Het is nu 6 juni 2020 en de eerste en hopelijk enige Corona-golf is aan het wegebben. Het kabinet-Rutte prijst Nederland (en daarmee zichzelf) omdat het land over het algemeen gedisciplineerd meeging in wat premier Rutte een ‘intelligente lockdown’ is gaan noemen. Het kabinet beloont die discipline door bij stukje en beetje de lockdown weer los te laten: scholen mogen weer open, vakanties kunnen weer gepland – maar wel vaak volgens wat als Het Nieuwe Normaal is betiteld, dus met allerlei beperkende omgangsregels.

Dat is een goed moment voor een eerste evaluatie. En dan komt het beleid van RutteDrie er niet ongeschonden van af. De overheid en de instellingen waar het kabinet op leunt (het RIVM, de GGD’s) zagen de ernst van de situatie pas laat onder ogen. Er was een tekort aan alles, dat deels werd afgedekt door het nut (van bepaalde beschermingsmiddelen, van testen) in twijfel te trekken.

Hoezo testen, isoleren, contactonderzoek?

Half maart luidde de richtlijn van de WHO: testen, testen, testen, isoleren, en bron- en contactonderzoek. In Nederland werd er nauwelijks getest, het isoleren werd goeddeels aan de betrokkenen overgelaten (behalve in de instellingen, waar het regime voor de inwoners wel rigide werd), en het bron- en contactonderzoek was nagenoeg afwezig. Waarom er zo weinig getest werd, met name onder kwetsbaren, is ook voor ingewijden een raadsel.

Er werd door het kabinet-Rutte op gezag van het RIVM aanvankelijk in maart hoog ingezet op het open houden van scholen, maar die lijn werd binnen enkele dagen weer opgegeven. Er werd opvallend gestuurd op ‘groepsimmuniteit’ waardoor niet-kwetsbaren het virus zouden kunnen verspreiden en kwetsbaren buiten schot zouden blijven.

Al binnen enkele dagen werd het bereik van groepsimmuniteit van officieel hoofddoel gedegradeerd tot neveneffect.

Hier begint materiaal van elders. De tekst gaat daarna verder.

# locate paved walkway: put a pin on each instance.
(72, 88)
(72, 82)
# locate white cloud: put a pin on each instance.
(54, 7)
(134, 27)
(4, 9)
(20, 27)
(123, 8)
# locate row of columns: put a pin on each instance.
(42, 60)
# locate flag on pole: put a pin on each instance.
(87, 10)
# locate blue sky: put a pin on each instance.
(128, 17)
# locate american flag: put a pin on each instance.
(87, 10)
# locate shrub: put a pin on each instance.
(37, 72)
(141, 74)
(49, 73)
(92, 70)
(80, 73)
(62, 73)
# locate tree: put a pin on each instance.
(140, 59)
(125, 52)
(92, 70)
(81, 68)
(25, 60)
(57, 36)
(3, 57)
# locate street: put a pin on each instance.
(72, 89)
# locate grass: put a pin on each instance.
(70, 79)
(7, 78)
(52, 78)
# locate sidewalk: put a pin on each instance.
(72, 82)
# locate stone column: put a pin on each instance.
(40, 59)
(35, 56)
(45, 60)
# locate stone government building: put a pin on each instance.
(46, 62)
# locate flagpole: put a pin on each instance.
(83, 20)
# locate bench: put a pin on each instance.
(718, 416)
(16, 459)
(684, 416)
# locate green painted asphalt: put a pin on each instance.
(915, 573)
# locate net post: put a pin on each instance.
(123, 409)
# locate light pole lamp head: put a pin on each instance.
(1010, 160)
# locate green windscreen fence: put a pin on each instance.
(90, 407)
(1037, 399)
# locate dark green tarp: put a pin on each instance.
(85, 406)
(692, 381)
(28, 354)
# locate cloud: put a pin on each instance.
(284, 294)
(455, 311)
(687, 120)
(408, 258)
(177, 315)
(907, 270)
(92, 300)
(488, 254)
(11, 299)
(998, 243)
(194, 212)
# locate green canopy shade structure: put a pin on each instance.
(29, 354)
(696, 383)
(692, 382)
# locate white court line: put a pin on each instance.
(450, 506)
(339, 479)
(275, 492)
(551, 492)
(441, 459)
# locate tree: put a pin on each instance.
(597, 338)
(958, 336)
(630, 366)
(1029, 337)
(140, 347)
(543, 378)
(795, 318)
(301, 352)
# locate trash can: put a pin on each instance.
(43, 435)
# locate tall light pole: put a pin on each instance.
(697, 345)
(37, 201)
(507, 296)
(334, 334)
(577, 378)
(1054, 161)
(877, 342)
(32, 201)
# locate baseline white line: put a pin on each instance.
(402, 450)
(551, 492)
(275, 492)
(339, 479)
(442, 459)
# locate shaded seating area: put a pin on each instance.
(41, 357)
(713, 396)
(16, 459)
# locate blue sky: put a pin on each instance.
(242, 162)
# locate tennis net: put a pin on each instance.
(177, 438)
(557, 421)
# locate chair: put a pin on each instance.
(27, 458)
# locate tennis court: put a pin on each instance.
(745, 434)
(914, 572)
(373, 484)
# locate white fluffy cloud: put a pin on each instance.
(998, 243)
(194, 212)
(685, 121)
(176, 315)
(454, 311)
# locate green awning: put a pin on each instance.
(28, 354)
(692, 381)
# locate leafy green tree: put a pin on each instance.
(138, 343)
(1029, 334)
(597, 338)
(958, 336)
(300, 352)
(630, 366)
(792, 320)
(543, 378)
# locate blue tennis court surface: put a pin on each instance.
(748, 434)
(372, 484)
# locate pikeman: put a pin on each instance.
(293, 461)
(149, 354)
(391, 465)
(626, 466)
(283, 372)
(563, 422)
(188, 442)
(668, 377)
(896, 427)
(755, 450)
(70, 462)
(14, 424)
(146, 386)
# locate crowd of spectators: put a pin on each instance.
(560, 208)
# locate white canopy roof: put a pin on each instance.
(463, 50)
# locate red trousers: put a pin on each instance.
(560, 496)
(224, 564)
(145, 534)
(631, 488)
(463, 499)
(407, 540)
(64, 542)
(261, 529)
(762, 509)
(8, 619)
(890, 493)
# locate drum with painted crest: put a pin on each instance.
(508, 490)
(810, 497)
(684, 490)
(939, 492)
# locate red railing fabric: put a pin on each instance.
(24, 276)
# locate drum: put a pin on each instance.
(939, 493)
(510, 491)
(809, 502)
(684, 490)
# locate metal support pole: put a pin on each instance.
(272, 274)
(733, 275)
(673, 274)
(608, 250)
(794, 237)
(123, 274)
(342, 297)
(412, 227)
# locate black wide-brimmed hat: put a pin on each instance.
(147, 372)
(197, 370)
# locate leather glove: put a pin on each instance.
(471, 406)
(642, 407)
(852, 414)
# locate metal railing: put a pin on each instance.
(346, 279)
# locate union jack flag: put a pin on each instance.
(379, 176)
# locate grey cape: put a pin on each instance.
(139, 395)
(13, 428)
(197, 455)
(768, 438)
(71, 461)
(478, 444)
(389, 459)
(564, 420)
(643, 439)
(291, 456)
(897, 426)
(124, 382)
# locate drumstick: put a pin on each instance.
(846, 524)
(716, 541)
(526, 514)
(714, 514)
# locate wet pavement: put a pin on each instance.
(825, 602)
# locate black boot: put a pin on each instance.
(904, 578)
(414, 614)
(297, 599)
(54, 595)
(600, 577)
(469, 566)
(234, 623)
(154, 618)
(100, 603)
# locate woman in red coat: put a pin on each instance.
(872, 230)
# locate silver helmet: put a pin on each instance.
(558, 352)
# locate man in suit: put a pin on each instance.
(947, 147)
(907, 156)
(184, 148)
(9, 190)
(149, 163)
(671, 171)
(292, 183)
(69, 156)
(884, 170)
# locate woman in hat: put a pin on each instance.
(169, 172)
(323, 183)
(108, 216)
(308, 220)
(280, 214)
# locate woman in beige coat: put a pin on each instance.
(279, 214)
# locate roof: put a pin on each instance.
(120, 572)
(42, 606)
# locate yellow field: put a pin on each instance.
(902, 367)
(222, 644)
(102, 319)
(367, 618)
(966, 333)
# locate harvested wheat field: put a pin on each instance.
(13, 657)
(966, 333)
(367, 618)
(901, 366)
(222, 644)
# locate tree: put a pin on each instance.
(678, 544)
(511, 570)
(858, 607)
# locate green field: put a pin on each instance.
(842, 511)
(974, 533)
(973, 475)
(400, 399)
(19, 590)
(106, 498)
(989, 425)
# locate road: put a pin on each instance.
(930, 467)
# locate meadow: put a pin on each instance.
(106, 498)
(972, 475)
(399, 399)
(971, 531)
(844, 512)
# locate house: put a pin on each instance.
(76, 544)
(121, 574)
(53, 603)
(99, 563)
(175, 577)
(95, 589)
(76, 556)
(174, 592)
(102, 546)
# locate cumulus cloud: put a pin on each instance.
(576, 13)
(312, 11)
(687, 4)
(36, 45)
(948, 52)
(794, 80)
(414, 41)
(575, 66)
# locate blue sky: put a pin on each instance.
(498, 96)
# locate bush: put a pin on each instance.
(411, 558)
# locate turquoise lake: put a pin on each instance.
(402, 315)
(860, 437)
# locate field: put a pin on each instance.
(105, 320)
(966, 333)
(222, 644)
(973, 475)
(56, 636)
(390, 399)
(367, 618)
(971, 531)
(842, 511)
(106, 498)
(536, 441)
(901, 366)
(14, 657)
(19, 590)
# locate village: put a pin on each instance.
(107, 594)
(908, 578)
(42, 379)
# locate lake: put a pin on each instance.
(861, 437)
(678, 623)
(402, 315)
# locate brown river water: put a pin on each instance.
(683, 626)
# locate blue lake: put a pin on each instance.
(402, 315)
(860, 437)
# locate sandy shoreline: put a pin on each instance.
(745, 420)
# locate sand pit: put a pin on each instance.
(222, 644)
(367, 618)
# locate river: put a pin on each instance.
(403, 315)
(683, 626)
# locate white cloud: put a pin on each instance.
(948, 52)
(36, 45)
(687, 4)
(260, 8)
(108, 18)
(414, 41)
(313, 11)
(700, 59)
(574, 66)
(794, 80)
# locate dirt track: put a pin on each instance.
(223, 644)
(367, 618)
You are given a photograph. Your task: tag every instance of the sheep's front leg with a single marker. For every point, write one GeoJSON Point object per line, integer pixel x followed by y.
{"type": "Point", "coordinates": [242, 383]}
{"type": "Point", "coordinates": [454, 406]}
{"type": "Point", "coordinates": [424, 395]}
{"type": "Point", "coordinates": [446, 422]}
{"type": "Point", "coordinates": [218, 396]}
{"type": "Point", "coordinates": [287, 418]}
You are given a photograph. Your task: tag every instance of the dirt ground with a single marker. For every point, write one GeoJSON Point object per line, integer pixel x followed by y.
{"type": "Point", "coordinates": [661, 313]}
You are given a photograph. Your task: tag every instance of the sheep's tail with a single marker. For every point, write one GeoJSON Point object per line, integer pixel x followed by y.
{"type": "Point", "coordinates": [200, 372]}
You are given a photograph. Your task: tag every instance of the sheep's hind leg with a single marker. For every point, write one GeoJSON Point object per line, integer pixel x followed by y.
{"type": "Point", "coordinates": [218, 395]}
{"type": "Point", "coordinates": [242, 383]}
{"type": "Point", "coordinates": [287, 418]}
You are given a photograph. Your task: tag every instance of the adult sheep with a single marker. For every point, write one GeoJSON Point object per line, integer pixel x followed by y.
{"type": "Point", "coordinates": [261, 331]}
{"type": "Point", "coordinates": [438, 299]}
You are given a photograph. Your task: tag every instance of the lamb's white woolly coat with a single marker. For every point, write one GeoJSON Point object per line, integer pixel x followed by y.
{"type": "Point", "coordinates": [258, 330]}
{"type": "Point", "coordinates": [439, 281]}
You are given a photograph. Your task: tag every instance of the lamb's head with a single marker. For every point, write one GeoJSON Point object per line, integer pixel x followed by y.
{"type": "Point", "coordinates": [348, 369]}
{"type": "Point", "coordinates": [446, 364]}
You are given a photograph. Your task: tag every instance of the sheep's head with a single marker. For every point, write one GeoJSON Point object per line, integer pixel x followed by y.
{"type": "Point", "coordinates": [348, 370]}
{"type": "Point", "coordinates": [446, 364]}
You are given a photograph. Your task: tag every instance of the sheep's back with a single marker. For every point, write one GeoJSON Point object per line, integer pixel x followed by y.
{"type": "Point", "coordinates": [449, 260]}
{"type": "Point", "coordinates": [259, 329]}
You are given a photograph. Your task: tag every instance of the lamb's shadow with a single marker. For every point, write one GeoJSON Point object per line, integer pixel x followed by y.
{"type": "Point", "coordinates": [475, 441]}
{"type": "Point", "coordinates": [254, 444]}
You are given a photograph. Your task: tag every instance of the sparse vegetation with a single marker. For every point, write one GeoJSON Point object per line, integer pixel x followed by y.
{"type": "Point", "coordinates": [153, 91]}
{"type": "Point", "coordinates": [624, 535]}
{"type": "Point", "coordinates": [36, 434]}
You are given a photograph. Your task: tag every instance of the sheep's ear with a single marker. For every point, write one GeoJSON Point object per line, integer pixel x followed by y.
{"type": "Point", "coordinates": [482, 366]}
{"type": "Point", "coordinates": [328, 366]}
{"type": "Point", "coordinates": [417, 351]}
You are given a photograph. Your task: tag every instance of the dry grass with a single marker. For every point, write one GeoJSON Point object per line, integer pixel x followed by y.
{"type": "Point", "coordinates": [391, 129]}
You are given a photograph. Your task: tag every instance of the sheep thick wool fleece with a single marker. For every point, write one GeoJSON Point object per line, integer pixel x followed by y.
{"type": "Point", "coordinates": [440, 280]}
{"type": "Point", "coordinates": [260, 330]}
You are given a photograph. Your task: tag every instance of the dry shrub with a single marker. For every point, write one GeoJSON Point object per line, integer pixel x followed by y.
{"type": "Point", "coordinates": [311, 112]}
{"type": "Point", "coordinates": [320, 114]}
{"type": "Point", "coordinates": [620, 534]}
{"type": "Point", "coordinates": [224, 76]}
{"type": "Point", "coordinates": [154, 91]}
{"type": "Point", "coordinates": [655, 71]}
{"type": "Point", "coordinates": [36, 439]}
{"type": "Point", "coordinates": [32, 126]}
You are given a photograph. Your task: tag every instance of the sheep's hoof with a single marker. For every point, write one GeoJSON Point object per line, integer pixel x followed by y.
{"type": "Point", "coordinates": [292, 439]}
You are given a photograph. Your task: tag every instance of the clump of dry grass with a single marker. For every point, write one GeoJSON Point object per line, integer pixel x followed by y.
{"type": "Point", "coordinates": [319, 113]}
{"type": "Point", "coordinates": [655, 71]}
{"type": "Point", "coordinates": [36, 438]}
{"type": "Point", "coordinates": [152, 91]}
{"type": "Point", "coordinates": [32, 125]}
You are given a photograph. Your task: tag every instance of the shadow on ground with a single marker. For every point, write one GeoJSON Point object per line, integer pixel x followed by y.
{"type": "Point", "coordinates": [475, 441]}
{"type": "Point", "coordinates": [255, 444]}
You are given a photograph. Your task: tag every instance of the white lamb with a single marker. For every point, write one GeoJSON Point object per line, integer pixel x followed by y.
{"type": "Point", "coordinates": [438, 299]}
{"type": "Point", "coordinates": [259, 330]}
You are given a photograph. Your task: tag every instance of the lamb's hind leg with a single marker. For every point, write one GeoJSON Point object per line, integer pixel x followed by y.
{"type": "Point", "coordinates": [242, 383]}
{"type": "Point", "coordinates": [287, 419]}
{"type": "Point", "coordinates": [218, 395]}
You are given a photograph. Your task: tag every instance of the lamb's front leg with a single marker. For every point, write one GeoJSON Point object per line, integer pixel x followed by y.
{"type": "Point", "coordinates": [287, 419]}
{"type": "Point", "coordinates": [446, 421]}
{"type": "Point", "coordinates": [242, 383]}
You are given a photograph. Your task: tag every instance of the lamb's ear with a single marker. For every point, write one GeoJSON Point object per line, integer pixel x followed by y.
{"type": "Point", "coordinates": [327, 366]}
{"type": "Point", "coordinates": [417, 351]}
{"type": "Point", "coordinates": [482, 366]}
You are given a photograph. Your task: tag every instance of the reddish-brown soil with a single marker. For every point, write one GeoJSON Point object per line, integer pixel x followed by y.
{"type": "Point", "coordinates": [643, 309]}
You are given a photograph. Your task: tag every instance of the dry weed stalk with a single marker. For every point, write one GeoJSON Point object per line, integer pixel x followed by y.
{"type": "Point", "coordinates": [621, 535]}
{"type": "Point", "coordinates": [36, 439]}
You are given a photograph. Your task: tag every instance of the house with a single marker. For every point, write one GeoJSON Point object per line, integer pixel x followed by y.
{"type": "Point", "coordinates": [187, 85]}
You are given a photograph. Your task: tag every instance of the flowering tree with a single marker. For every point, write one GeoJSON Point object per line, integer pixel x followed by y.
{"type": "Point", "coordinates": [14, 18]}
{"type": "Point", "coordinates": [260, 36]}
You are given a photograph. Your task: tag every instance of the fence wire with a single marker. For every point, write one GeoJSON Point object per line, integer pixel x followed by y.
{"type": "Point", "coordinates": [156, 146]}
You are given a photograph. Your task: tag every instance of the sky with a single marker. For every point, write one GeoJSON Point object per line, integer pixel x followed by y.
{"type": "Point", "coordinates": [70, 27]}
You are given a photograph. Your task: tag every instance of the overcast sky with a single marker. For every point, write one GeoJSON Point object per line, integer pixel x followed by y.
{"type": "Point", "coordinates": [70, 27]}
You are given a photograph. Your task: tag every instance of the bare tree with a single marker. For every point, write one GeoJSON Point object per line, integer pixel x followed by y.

Na drie maanden moet worden vastgesteld dat de groepsimmuniteit met ongeveer 5,5 procent (van de bloeddonoren dat antistoffen heeft) ook ver uit het zicht is.

De kwetsbaren zijn onvoldoende beschermd

Het doel om de kwetsbaren te ontzien is ronduit mislukt: terwijl alle aandacht gericht was op de IC’s in de ziekenhuizen, overleden er talrijke anderen in verpleeghuizen. Nederland is daar niet uniek in – in Spanje was de sterfte in verpleeghuizen bijvoorbeeld dramatisch – maar het werpt een bijzonder licht op de hoofddoelstelling van beleid: de kwetsbaren ontzien.

Jaap van Dissel van het RIVN, de rechterhand van het kabinet, erkende het overigens ook (in het AD): ‘We concentreerden ons in het begin heel erg op het in stand houden van de ziekenzorg en de IC-capaciteit, en dan zie je nu dat die kwetsbare groep erg getroffen wordt.’ De verpleeghuizen staan overigens niet op zichzelf. De Coronacrisis zette later, in mei, ook de slachthuizen in de spotlights. Veel personeelsleden – doorgaans Oost-Europeanen – liepen zowel in de huisvesting, bij het transport als op de werkplek grote risico’s en menigeen bleek ook daadwerkelijk besmet. Hoe intelligent de lockdown ook geweest moge zijn, het leidde niet tot bescherming in delen van de samenleving die doorgaans toch al wat minder in het licht staan.